Is there a service out there that charge a modest fee for this? Our designs are around 25cm wide by 35cm high so A3 would be required. We have 5 or 6 that need doing right away if anyone can point us in the right direction

Thanks

Paz


----------



## NoXid (Apr 4, 2011)

FilmsDirect does that. They also sell film and ink to print your own.

Are you using a laser or inkjet? Lasers are not good for this.

If inkjet, you need professional film. The stuff you can buy at the office supply store won't cut it.

What software are you using? There are ways to get more ink to print, but depends on what you are using. AccuRIP lets you use all black inks in an inkjet and control the deposit. Works with any program. SimpleSeps works with CorelDraw.


----------



## pronetmedia (Jan 8, 2016)

As NoXid indicated it depends on the type printer and manufacturer. Inkjet vs laser, then it depends on the inks for the inkjet (dye or pigment) and for laser toners designed for printing on garment.

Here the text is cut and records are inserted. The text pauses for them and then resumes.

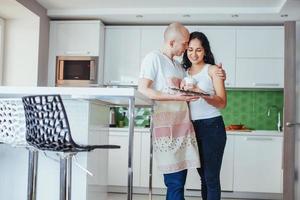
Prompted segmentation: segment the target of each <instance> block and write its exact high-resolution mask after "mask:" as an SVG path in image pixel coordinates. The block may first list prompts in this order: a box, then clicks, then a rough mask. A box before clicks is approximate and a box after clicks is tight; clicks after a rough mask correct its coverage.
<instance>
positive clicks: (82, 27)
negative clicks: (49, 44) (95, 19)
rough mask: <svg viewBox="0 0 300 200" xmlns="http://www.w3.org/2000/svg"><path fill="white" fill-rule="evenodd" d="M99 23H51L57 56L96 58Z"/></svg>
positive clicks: (55, 22) (76, 21) (95, 22)
mask: <svg viewBox="0 0 300 200" xmlns="http://www.w3.org/2000/svg"><path fill="white" fill-rule="evenodd" d="M101 26H103V24H102V23H101V22H100V21H96V20H95V21H93V20H89V21H86V20H84V21H52V22H51V31H53V36H54V37H55V38H56V39H55V42H54V44H55V48H56V54H57V55H75V56H76V55H81V56H82V55H86V56H98V55H99V45H100V28H101Z"/></svg>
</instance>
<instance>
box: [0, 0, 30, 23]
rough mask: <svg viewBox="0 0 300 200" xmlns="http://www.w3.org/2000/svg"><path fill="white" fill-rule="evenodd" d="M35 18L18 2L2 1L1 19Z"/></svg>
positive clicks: (13, 1)
mask: <svg viewBox="0 0 300 200" xmlns="http://www.w3.org/2000/svg"><path fill="white" fill-rule="evenodd" d="M34 16H35V14H33V13H32V12H31V11H30V10H28V9H27V8H25V7H24V6H23V5H21V4H20V3H18V2H17V1H16V0H0V17H2V18H4V19H27V18H32V17H34ZM35 17H36V16H35Z"/></svg>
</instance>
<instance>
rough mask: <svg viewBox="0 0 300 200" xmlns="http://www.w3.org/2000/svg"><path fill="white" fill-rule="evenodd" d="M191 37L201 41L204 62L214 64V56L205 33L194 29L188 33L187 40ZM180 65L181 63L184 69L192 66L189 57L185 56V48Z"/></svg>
mask: <svg viewBox="0 0 300 200" xmlns="http://www.w3.org/2000/svg"><path fill="white" fill-rule="evenodd" d="M193 39H198V40H199V41H200V42H201V44H202V47H203V48H204V52H205V56H204V62H205V63H207V64H211V65H215V64H216V63H215V58H214V55H213V53H212V52H211V49H210V45H209V41H208V39H207V37H206V35H204V33H202V32H198V31H195V32H192V33H191V34H190V40H189V42H190V41H191V40H193ZM182 65H183V68H184V69H188V68H190V67H191V66H192V63H191V62H190V60H189V58H188V57H187V50H186V51H185V52H184V54H183V58H182Z"/></svg>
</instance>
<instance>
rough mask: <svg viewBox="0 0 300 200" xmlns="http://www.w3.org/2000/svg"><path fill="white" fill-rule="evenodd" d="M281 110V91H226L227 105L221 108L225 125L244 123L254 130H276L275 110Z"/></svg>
mask: <svg viewBox="0 0 300 200" xmlns="http://www.w3.org/2000/svg"><path fill="white" fill-rule="evenodd" d="M272 105H274V106H276V107H278V108H279V111H280V113H281V121H282V112H283V91H245V90H230V91H227V106H226V108H225V109H223V110H221V113H222V115H223V118H224V122H225V124H226V125H229V124H240V123H241V124H245V125H246V126H247V127H248V128H251V129H256V130H277V110H276V108H275V107H274V106H273V107H272V108H271V112H270V116H268V115H267V113H268V108H270V107H271V106H272Z"/></svg>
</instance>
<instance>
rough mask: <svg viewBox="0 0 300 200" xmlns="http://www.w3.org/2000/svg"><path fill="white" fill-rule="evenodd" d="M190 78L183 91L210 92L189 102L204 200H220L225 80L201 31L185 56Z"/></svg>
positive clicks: (224, 103)
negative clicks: (196, 140) (195, 138)
mask: <svg viewBox="0 0 300 200" xmlns="http://www.w3.org/2000/svg"><path fill="white" fill-rule="evenodd" d="M183 66H184V67H185V69H186V73H187V77H188V79H192V80H193V81H192V82H193V84H191V83H192V82H190V81H189V82H188V81H183V84H182V88H183V89H185V90H193V91H197V92H204V93H208V94H209V96H201V98H200V99H198V100H196V101H192V102H190V103H189V106H190V112H191V118H192V121H193V125H194V128H195V132H196V138H197V143H198V148H199V153H200V161H201V167H200V168H198V169H197V170H198V173H199V175H200V177H201V193H202V199H203V200H220V199H221V185H220V171H221V165H222V159H223V153H224V148H225V144H226V131H225V126H224V122H223V119H222V116H221V113H220V111H219V109H222V108H224V107H225V106H226V101H227V98H226V91H225V86H224V79H222V78H221V77H220V76H218V75H217V74H216V71H217V70H218V67H217V66H216V65H215V59H214V56H213V53H212V52H211V48H210V44H209V41H208V39H207V37H206V36H205V35H204V34H203V33H201V32H193V33H191V34H190V40H189V46H188V49H187V50H186V51H185V53H184V56H183Z"/></svg>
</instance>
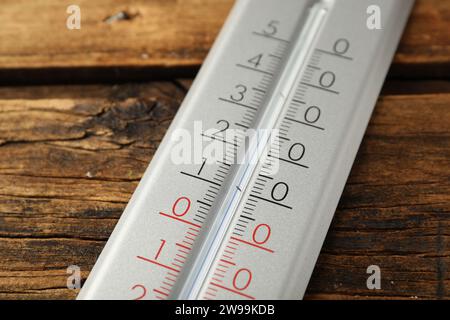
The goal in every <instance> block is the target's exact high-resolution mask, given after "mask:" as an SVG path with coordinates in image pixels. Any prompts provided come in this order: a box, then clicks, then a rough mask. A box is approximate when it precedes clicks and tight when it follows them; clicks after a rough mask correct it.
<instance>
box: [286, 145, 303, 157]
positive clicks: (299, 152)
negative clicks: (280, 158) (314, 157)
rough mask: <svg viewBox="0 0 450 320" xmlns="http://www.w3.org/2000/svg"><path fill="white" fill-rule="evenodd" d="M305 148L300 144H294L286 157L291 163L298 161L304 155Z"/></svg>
mask: <svg viewBox="0 0 450 320" xmlns="http://www.w3.org/2000/svg"><path fill="white" fill-rule="evenodd" d="M297 150H298V151H297ZM305 150H306V149H305V146H304V145H303V144H301V143H294V144H293V145H292V146H291V147H290V148H289V152H288V157H289V159H291V160H292V161H299V160H301V159H302V158H303V156H304V155H305Z"/></svg>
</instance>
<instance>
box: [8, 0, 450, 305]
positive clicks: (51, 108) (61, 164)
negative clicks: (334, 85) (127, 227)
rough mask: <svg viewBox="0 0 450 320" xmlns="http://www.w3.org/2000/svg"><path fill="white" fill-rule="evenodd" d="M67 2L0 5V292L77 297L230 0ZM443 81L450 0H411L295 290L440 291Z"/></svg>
mask: <svg viewBox="0 0 450 320" xmlns="http://www.w3.org/2000/svg"><path fill="white" fill-rule="evenodd" d="M77 3H78V4H79V5H80V7H81V13H82V24H81V30H67V29H66V27H65V23H66V18H67V14H66V7H67V6H68V5H69V4H70V3H65V1H57V0H36V1H27V0H2V4H1V7H0V84H1V85H2V86H1V87H0V298H4V299H31V298H36V299H53V298H55V299H71V298H74V297H75V296H76V294H77V291H73V290H69V289H67V288H66V278H67V274H66V268H67V267H68V266H69V265H72V264H76V265H79V266H80V267H81V269H82V275H83V278H86V277H87V275H88V273H89V270H90V269H91V267H92V266H93V264H94V263H95V260H96V257H97V256H98V254H99V253H100V251H101V250H102V248H103V246H104V244H105V242H106V240H107V239H108V236H109V234H110V233H111V231H112V229H113V227H114V225H115V224H116V222H117V219H119V217H120V215H121V213H122V211H123V209H124V207H125V205H126V203H127V201H128V200H129V198H130V196H131V194H132V192H133V190H134V189H135V187H136V185H137V183H138V181H139V179H140V178H141V175H142V173H143V172H144V169H145V168H146V167H147V165H148V163H149V161H150V160H151V158H152V155H153V153H154V151H155V150H156V148H157V146H158V143H159V141H160V140H161V138H162V136H163V135H164V132H165V131H166V129H167V127H168V125H169V124H170V121H171V119H172V118H173V116H174V114H175V113H176V111H177V108H178V106H179V105H180V103H181V102H182V100H183V97H184V95H185V94H186V91H187V90H188V89H189V86H190V84H191V81H192V79H193V78H194V77H195V74H196V71H197V70H198V68H199V66H200V64H201V62H202V60H203V59H204V57H205V55H206V54H207V52H208V49H209V48H210V46H211V44H212V42H213V40H214V38H215V36H216V34H217V32H218V30H219V29H220V26H221V24H222V23H223V20H224V19H225V17H226V15H227V13H228V11H229V9H230V7H231V5H232V1H231V0H184V1H181V0H180V1H175V0H173V1H171V0H152V1H147V0H140V1H131V0H114V1H113V0H97V1H88V0H79V1H77ZM119 12H124V13H125V14H124V15H123V16H124V17H125V18H124V19H119V20H115V21H114V22H109V23H108V22H105V20H107V19H108V17H111V16H114V15H115V14H117V13H119ZM449 80H450V1H448V0H445V1H443V0H418V1H417V4H416V7H415V9H414V12H413V14H412V17H411V20H410V23H409V25H408V27H407V31H406V33H405V35H404V37H403V40H402V42H401V45H400V47H399V49H398V52H397V54H396V56H395V60H394V63H393V66H392V68H391V70H390V72H389V75H388V79H387V81H386V84H385V86H384V89H383V92H382V95H381V96H380V99H379V102H378V105H377V107H376V109H375V113H374V115H373V117H372V120H371V123H370V125H369V128H368V130H367V132H366V135H365V138H364V141H363V144H362V146H361V149H360V151H359V154H358V157H357V159H356V162H355V165H354V167H353V170H352V173H351V175H350V178H349V180H348V183H347V186H346V188H345V191H344V194H343V195H342V198H341V201H340V204H339V208H338V210H337V212H336V215H335V219H334V221H333V224H332V226H331V229H330V232H329V234H328V237H327V240H326V242H325V244H324V247H323V249H322V252H321V255H320V258H319V262H318V264H317V266H316V269H315V271H314V275H313V277H312V280H311V282H310V285H309V288H308V291H307V295H306V298H309V299H349V298H351V299H353V298H369V299H372V298H400V299H423V298H424V299H448V298H450V292H449V288H450V270H449V268H450V82H449ZM373 264H376V265H379V266H380V268H381V272H382V289H381V290H375V291H371V290H368V289H367V288H366V279H367V277H368V275H367V274H366V268H367V267H368V266H369V265H373Z"/></svg>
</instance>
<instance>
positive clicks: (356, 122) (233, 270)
mask: <svg viewBox="0 0 450 320" xmlns="http://www.w3.org/2000/svg"><path fill="white" fill-rule="evenodd" d="M412 5H413V0H395V1H394V0H322V1H309V0H276V1H275V0H239V1H237V2H236V4H235V6H234V8H233V9H232V12H231V14H230V16H229V18H228V20H227V21H226V23H225V26H224V27H223V30H222V31H221V33H220V35H219V37H218V38H217V40H216V42H215V44H214V46H213V48H212V49H211V52H210V53H209V55H208V57H207V59H206V61H205V63H204V65H203V66H202V68H201V70H200V72H199V74H198V76H197V78H196V80H195V81H194V83H193V85H192V88H191V90H190V91H189V93H188V95H187V96H186V98H185V100H184V102H183V104H182V106H181V108H180V110H179V111H178V113H177V115H176V117H175V119H174V120H173V122H172V124H171V126H170V128H169V130H168V132H167V134H166V136H165V138H164V139H163V141H162V142H161V145H160V147H159V149H158V151H157V152H156V154H155V156H154V157H153V160H152V162H151V164H150V166H149V167H148V169H147V171H146V172H145V174H144V176H143V178H142V180H141V182H140V184H139V186H138V188H137V189H136V191H135V193H134V195H133V196H132V198H131V200H130V202H129V204H128V206H127V208H126V210H125V212H124V213H123V215H122V217H121V218H120V220H119V222H118V224H117V226H116V228H115V230H114V232H113V233H112V235H111V237H110V239H109V241H108V242H107V244H106V246H105V248H104V250H103V252H102V253H101V255H100V257H99V258H98V261H97V263H96V264H95V266H94V268H93V270H92V272H91V274H90V276H89V278H88V279H87V281H86V283H85V284H84V286H83V288H82V290H81V292H80V294H79V296H78V299H299V298H302V297H303V294H304V292H305V290H306V287H307V284H308V281H309V278H310V276H311V273H312V271H313V268H314V265H315V262H316V260H317V257H318V255H319V252H320V249H321V246H322V243H323V241H324V239H325V236H326V233H327V230H328V228H329V226H330V223H331V220H332V217H333V214H334V211H335V209H336V207H337V204H338V200H339V198H340V195H341V193H342V190H343V188H344V185H345V182H346V179H347V177H348V174H349V172H350V169H351V166H352V163H353V161H354V158H355V156H356V153H357V150H358V147H359V145H360V142H361V139H362V137H363V134H364V131H365V129H366V126H367V124H368V121H369V118H370V115H371V112H372V110H373V107H374V105H375V102H376V100H377V97H378V94H379V92H380V89H381V86H382V84H383V81H384V78H385V76H386V73H387V70H388V67H389V65H390V63H391V60H392V57H393V55H394V52H395V49H396V46H397V44H398V42H399V39H400V36H401V33H402V30H403V28H404V26H405V23H406V21H407V18H408V15H409V13H410V10H411V8H412ZM371 14H373V15H374V16H373V17H371V16H370V15H371ZM372 18H373V19H379V23H380V25H381V29H380V28H375V29H374V28H372V27H371V26H370V25H369V24H370V23H369V24H368V20H370V19H372ZM231 133H233V134H231ZM211 146H213V147H214V148H212V147H211ZM208 148H209V149H208ZM211 150H215V151H214V152H212V151H211ZM220 150H222V151H223V152H218V151H220ZM189 153H191V154H189ZM218 154H221V155H218Z"/></svg>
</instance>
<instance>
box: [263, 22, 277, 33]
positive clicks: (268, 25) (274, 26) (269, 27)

Same with printers, not all have supplies suitable for printing to garments.

And last, the film has to be designed for the type of inks or toners to work and produce the results.

With the right film, printer and supplies, the results should be close. The life of the print, the hand, and maybe no of washes might be different but the initial prints should be close.

Kyle


----------



## PositiveDave (Dec 1, 2008)

Whereabouts are you, I'm guessing it's not the US?
We can supply the films you need.


----------